I think a simple solution is found in our liberty under Christ. While we should never go against our conscience in matters of practice (1Timothy 1:5) nor should we attempt to bind others by our own, as Paul wrote to the Corinthians, “… why is my freedom judged by another’s conscience? If I partake with thankfulness, why am I slandered concerning that for which I give thanks?” (1Cor. 10:29b-30)
It is completely possible to participate in our cultural holiday festivities without being trapped in consumerism. One can put up holiday decorations without bowing to them and we can certainly sing songs about reindeers and elves as part of the ‘being all things to all people’ without automatically worshipping mini-gods and animals.
In fact, as one who did refrain from holiday practices for almost five years, I can say that taking such an extreme view of non-participation actually does more harm for the cause of Christ than it helps. Let me explain.
Because I adamantly refused anything to do with Christmas, I was constantly being looked at as if I were some cultist or Jehovah’s Witness. Why, in their mind, would my protest of ‘CHRIST’mas, somehow make me a better Christian? My boycott had the opposite result. Piety fail.
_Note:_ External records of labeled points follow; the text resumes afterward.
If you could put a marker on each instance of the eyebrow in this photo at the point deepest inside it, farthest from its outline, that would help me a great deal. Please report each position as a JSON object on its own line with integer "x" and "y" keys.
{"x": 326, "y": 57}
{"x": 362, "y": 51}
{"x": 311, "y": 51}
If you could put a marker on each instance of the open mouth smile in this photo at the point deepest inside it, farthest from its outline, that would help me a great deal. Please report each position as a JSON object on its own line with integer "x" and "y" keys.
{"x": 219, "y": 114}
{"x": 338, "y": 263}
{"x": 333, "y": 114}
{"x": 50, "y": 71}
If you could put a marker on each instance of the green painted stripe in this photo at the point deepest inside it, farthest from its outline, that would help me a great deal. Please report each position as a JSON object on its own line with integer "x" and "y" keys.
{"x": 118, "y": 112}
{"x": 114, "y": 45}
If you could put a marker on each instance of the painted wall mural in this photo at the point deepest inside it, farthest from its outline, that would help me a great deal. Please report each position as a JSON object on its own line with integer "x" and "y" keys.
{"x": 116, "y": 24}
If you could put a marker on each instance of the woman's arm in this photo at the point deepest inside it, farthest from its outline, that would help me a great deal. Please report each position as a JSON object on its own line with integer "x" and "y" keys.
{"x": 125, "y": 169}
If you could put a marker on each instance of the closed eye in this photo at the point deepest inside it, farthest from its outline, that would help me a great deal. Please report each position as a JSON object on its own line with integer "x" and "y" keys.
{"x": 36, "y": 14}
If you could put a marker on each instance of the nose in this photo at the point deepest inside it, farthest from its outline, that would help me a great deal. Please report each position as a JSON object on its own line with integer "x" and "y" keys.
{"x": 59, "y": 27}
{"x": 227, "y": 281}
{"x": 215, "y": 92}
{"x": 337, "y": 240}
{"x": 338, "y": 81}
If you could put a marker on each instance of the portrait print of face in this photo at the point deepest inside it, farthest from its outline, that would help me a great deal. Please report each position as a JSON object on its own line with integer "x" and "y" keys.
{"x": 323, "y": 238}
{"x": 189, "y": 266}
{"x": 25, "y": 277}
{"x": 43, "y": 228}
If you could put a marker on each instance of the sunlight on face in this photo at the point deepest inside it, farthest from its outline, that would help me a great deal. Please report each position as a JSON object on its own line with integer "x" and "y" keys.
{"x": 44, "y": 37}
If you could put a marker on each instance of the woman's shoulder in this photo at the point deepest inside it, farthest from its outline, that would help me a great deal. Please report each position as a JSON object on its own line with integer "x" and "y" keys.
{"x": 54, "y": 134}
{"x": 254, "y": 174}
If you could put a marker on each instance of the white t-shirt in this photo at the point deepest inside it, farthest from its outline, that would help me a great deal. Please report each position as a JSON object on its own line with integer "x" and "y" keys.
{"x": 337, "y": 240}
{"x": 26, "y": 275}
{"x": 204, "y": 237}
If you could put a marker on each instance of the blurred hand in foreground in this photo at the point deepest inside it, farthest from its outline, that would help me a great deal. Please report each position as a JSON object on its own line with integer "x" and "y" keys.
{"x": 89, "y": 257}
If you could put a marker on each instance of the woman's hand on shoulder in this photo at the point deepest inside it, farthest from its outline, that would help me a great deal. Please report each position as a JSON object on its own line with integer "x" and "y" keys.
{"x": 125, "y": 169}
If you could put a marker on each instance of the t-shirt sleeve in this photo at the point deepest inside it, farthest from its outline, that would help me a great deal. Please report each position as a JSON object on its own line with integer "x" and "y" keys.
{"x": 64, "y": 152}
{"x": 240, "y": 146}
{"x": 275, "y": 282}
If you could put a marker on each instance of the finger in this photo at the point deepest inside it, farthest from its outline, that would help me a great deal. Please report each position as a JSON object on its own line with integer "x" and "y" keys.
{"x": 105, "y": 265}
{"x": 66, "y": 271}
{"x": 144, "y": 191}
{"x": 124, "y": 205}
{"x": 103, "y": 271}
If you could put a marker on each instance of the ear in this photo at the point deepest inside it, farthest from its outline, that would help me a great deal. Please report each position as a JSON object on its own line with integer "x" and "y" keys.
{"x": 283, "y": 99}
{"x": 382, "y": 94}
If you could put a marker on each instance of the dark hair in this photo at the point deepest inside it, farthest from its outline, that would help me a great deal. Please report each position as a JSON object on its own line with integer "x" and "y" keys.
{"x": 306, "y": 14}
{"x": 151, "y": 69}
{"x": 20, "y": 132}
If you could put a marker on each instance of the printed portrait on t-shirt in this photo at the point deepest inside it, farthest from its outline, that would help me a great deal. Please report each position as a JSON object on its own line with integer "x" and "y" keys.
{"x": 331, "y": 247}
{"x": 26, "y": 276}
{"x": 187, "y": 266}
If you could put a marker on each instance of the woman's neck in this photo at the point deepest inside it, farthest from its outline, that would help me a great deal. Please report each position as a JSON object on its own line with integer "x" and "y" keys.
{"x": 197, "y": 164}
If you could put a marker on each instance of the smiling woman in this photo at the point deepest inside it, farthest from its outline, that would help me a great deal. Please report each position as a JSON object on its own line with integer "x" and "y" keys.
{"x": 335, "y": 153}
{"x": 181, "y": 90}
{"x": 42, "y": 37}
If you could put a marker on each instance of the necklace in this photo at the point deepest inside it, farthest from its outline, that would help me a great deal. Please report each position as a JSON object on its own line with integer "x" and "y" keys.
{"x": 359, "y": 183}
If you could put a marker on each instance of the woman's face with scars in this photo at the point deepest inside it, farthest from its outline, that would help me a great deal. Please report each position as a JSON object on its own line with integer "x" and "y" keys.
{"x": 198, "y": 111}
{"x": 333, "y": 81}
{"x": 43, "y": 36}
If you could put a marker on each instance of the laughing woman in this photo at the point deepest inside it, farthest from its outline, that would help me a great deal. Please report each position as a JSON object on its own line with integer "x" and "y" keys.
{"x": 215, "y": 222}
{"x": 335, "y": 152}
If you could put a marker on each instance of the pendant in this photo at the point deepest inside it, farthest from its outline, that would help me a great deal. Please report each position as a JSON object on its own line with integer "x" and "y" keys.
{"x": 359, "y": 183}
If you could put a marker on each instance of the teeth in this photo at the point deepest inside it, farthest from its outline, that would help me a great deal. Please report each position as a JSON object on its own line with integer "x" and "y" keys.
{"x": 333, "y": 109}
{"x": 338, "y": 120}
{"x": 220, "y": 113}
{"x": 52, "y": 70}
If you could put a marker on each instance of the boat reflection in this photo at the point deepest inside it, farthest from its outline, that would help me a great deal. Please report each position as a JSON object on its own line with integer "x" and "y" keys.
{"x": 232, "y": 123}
The same effect was felt regarding my family and friends. Not one single ear was open to my attempted adherence to a more faithful life. In fact, being so tightly wound up only made me angry and mostly useless. I know that one can adhere to abstaining from holiday participation and not be angry all the time, but I have rarely seen it. No one wanted to talk to me about anything biblical, let alone listen to the gospel. I wasn’t preaching it either.
We should be in the world, just not of the world. Openly embracing the cultural holiday within the limits of moderation will present far more genuine opportunities to win someone to Christ then choosing to stay home or show up with a grimace.
Take advantage of the common grace given to us during this holiday season. Rejoice in the birth of Christ! Show your love to family and friends and enemies alike! Preach the truth in season.